Lebih lanjut, Austin mengatakan bahwa hokum harus dipahami dalam arti komando karena hokum seharusnya tidak memberi ruang untuk memilih: apakah mematuhi atau tidak mematuhi. Hokum bersifat non-optional. Arinya, perintah yang keluarkan oleh sovereign harus ditaati oleh semua warganya tanpa kecuali dan tanpa pilihan. Dengan pemikiran seperti ini Austin mau menegaskan bahwa hokum bukanlah setumpuk peraturan atau nasihat moral. Jika hukum hanyalah setumpuk peraturan atau nasihat moral, maka hukum tidak memiliki implikasi hukuman apapun. Ketika hokum tidak lagi dapat dipakasakan, yakni pelanggarannya dikenai hukuman atau sanksi hokum, maka hokum tidak lagi dapat disebut hokum. Hukum kehilangan esensinya sebagai komando. Maka, kepatuhan pada hokum adalah kewajiban yang tak dapat ditawar-tawar.
Hal lain yang patut menjadi tekanan penting di sini adalah bahwa hokum tidak hanya bersifat komando saja tetapi dibarengi dengan sanksi bagi yang tidak mentaatinya. Konamdo dari sovereign diafirmasi dengan sanksi. Austin menjelaskan bahwa ketika kita menyebut perintah sebagai hokum tetapi dalam praktek tidak dapat ditegakkan mealalui sanksi hokum adalah absurd. Hokum yang demikian tidak mampu memenuhi fungsi sosialnya sebagai alat control terhadap tingkah laku masyarakat. Padahal fungsi utama dari hokum adalah mengontrol perilaku masyarakat.
Hokum sebagai komando dalam perspektif Austin ini memuat dua elemen dasar, yakni: pertama, hokum sebagai komando mengandung pentingnya keinginan, yaitu keinginan dari seorang penguasa bahwa seseorang harus melakukan atau menahan diri untuk tidak melakukan sesuatu. Tentu saja, semua keinginan tidak mempunyai kekuatan sebagai hukum. Austin memberi canto: jika saya ingin makan, keinginan seperti ini tidak dapat dijadikan sebagai sebuah hokum. Karena itu keinginan dalam arti hokum memiliki kekhususan, yakni pihak yang terekena hokum harus menanggung akibat yang tidak menyenagkan atau membahayakan dari yang lain apabila memenuhi hokum yang berlaku.

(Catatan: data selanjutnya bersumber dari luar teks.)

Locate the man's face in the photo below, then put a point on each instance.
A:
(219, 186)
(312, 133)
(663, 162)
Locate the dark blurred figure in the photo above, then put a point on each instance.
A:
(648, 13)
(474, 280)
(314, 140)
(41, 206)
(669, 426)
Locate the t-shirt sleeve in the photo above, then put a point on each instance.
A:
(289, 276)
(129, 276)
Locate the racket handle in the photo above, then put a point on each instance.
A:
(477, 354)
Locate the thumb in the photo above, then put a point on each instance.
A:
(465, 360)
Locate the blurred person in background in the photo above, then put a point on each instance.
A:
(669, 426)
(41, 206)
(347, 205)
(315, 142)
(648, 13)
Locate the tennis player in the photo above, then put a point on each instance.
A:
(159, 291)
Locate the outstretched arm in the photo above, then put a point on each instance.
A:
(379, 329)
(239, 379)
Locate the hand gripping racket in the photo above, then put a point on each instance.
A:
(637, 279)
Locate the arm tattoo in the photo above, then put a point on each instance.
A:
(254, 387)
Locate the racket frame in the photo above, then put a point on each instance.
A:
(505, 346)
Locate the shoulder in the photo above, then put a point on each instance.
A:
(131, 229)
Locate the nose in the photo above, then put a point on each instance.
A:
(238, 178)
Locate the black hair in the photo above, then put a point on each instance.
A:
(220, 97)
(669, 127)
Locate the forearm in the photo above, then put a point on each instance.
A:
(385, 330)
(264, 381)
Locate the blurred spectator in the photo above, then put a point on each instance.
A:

Dengan demikian hokum dalam arti komando mengungkapkan keinginan penguasa. Pada dasarnya memuat pula ancaman hukuman bagi siapapun yang berada di bawah hokum yang berlaku. Kedua, bahwa hokum memiliki kemampuanuntuk menciptakan sesuatu yang menyenangkan atau bahkan mengancam subjek yang melanggarnya. Setiap orang yang menjadi sasaran atau tujuan dari komando tersebut dengan sendirinya terikat, wajib berada di bawah keharusan untuk melakukan atau tidak melakukan apa yang dikomandokan. Kegagalan memenuhi komando akan berakibat buruk atau secara pasti akan mendatangkan sanksi bagi subjek yang terkena komando.

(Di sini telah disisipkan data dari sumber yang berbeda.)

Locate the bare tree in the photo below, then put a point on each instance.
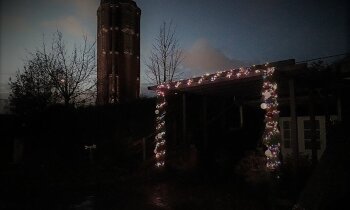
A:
(166, 56)
(65, 74)
(73, 74)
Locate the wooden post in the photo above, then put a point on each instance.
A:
(184, 126)
(241, 115)
(144, 149)
(339, 108)
(313, 128)
(204, 123)
(293, 120)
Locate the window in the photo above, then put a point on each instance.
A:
(286, 134)
(308, 134)
(128, 43)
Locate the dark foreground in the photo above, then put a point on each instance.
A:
(171, 189)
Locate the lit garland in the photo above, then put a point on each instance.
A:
(160, 112)
(271, 136)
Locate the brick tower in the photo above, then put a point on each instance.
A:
(118, 51)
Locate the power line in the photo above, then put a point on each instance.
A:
(314, 59)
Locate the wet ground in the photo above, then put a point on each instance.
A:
(171, 191)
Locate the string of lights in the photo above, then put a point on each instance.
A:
(269, 93)
(271, 136)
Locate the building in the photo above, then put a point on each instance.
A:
(118, 51)
(224, 111)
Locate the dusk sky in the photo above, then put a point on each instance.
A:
(214, 34)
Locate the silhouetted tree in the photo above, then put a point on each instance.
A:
(56, 75)
(166, 56)
(32, 90)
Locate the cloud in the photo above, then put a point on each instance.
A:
(86, 8)
(67, 24)
(202, 57)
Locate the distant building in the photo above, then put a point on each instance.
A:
(118, 51)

Dari pandangan Austin ini jelas bahwa dalam teori hokum sebagai komando terdapat relasi tak terpisahkan atara komando dan hukuman, yang memperlihatkan adanya kewajiban yang tak terelakkan pada pihak yang diatur oleh hokum. Di sini tampak bahwa situasi komando merefleksikan relasi antara yang superior dan inferior, di mana yang superior memiliki kedaulatan mutlak terhadap yang inferior. Bahkan semua hokum yang berasal dari penguasa yang superior ini dipandang oleh Austin sebagai kebnaran niscaya, karenanya tidak memerlukan tanggapan, apabila ada unsure-unsur kebenaran yang dikemukakan oleh pihak bawahan. Selain itu, penguasa dengan sendirinya berada di luar hokum, dia tidak terkena hokum. Karena jika dia sendiri berada dalam hokum dalam arti bahwa masih memiliki kewajiban untuk mentaati suatu hokum, sekalipun hokum itu dikeluarkan olehnya, maka dia bukanlahsovereign. Dengan pandangan seperti ini, Austin manarik satu garis pemisah yang tegas antara penguasa dan rakyat biasa dan mendasarkan validitas keseluruhan hokum pada kenyataan faktual empiris kedaulatan seorang penguasa.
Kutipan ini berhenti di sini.